All category 1 organisations had to submit a baseline report by 31st December to state how they are achieving each objective. Key to note here is the intention of NHS England to roll out CAF more widely over future submissions, so suppliers would be well advised to become familiar with it now.
[1] https://www.dsptoolkit.nhs.uk/Help/Org-Types#:~:text=If%20you%20are%20a%20company,Local%20Authority
What is CAF?
CAF stands for Cyber Assessment Framework and has been developed by the National Cyber Security Centre to help organisations assess how robust and resilient their cyber security is. We are seeing it becoming more profliic and is a common place acronym now in the security world.
CAF is not there as a set of rules telling you what to do, it’s there as a guide to decision making. There are 4 high level objectives and 14 principles.
Principles, contributing outcomes and IGPs
Each principle is broken down into lower level contributing outcomes; so essentially an organisation can see if they have attained the principle by how many of the outcomes they are achieving. To make it even easier, each contributing outcome has a set of Indicators of Good Practice (IGPs). All the IGPs have been put into tables; one table per contributing outcome, multiple contributing outcomes make up a single principle. There is then a RAG status (Red, Amber, Green) applied to each of the IGPs as to whether the organisation has achieved, partially achieved or not achieved the IGPs that make up that contributing outcome.
CAF assessment
There are 39 contributing outcomes so essentially there are 39 individual assessments based on the RAG status of each associated table of IGPs.

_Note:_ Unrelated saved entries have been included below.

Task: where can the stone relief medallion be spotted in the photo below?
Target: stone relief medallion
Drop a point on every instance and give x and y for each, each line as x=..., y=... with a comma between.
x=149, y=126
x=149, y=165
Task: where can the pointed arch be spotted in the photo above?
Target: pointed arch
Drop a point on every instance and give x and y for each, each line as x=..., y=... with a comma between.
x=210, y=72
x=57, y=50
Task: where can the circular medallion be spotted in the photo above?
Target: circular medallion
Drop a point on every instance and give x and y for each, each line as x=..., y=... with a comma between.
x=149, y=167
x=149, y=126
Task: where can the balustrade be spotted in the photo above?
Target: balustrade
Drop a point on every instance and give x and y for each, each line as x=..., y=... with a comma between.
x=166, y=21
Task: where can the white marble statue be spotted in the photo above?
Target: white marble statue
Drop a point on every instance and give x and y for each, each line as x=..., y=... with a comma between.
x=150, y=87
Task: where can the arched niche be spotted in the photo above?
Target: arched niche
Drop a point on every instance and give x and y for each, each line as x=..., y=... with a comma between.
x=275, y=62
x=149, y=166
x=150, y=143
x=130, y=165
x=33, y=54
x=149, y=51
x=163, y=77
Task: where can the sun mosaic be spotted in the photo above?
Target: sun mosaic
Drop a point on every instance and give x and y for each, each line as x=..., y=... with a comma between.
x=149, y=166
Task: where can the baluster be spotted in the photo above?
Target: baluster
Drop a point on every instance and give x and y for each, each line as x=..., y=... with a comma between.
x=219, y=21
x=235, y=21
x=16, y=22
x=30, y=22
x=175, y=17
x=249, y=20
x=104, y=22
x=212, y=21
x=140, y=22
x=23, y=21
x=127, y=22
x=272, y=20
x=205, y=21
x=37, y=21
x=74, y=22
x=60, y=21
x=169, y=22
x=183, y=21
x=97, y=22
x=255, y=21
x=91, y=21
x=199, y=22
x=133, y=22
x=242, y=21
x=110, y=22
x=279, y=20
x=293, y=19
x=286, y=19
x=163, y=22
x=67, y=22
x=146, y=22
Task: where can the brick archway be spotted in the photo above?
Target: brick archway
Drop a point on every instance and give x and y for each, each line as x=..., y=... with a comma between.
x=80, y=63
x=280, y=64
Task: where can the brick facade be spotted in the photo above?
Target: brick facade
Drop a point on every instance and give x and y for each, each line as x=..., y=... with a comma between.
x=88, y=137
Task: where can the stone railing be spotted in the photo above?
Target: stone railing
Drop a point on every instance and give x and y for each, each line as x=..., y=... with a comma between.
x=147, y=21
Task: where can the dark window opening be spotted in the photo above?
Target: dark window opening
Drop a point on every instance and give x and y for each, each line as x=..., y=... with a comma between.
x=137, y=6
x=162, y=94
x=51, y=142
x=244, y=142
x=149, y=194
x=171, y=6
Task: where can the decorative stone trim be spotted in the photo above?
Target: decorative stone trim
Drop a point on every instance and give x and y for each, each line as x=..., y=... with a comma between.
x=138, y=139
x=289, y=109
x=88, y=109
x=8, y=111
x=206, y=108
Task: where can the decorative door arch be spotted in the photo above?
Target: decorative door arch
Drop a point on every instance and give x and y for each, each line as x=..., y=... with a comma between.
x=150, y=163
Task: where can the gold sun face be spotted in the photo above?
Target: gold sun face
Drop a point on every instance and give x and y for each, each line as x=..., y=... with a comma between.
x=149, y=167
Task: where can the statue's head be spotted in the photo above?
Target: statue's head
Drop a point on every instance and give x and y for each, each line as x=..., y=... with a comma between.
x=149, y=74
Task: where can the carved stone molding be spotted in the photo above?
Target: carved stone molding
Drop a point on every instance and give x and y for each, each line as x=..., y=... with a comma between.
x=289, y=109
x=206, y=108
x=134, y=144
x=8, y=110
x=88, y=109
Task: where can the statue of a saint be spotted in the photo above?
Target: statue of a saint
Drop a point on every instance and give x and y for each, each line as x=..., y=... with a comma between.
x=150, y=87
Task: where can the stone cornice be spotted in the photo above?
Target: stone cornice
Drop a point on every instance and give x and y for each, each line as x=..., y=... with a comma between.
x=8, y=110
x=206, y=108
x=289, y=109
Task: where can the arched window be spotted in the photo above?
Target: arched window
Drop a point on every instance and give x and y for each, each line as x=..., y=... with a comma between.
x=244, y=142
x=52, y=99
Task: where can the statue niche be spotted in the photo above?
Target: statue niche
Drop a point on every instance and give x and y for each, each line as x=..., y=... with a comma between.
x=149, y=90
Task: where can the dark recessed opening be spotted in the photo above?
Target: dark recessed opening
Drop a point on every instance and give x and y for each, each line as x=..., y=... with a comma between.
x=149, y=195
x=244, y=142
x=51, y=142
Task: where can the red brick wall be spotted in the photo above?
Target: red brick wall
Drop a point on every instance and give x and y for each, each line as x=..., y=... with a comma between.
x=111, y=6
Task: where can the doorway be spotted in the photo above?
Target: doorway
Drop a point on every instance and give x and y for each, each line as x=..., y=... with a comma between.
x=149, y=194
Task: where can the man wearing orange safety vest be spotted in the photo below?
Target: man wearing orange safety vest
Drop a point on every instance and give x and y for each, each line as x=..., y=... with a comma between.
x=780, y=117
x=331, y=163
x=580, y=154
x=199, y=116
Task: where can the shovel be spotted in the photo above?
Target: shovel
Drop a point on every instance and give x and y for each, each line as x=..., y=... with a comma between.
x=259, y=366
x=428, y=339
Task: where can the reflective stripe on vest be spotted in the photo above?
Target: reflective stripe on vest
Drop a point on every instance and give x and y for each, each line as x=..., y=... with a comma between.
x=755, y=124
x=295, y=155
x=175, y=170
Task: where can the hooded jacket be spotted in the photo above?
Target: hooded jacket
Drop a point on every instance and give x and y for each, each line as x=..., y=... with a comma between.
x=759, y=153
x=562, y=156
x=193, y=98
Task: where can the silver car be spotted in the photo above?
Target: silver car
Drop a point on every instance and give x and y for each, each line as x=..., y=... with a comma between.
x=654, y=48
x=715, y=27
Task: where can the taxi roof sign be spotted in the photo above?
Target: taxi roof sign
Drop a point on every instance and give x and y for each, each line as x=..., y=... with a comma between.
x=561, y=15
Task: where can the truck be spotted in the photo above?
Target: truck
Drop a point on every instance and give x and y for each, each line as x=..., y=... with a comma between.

Whilst the CAF has been designed to be applicable across the board, there are some instances that will mean a sector will make the CAF more specific for them, creating a CAF “profile”, which brings us back to DSPT.
DSPT and CAF
In 2023 the health and care cyber security strategy committed to adopt the CAF as the principal cyber standard. As a result the standard 39 contributing outcomes have been enhanced for health and care to include an additional 8 contributing outcomes that cover off “using and sharing information appropriately”, so there will be a total of 47 contributing outcomes in the health and care CAF. Organisations are not expected to be able to achieve all of the contributing outcomes; indeed there will be different CAF profiles dependent on the organisation type and by achieving the relevant profile they will be graded “standards met” on the DSPT.
Final thoughts
So, whilst not all organisations are required to meet CAF in the 24/25 DSPT submission it is coming down the tracks. We would strongly recommend reviewing the principles and outcomes so you can begin preparation, whilst improving your cyber security stature at the same time.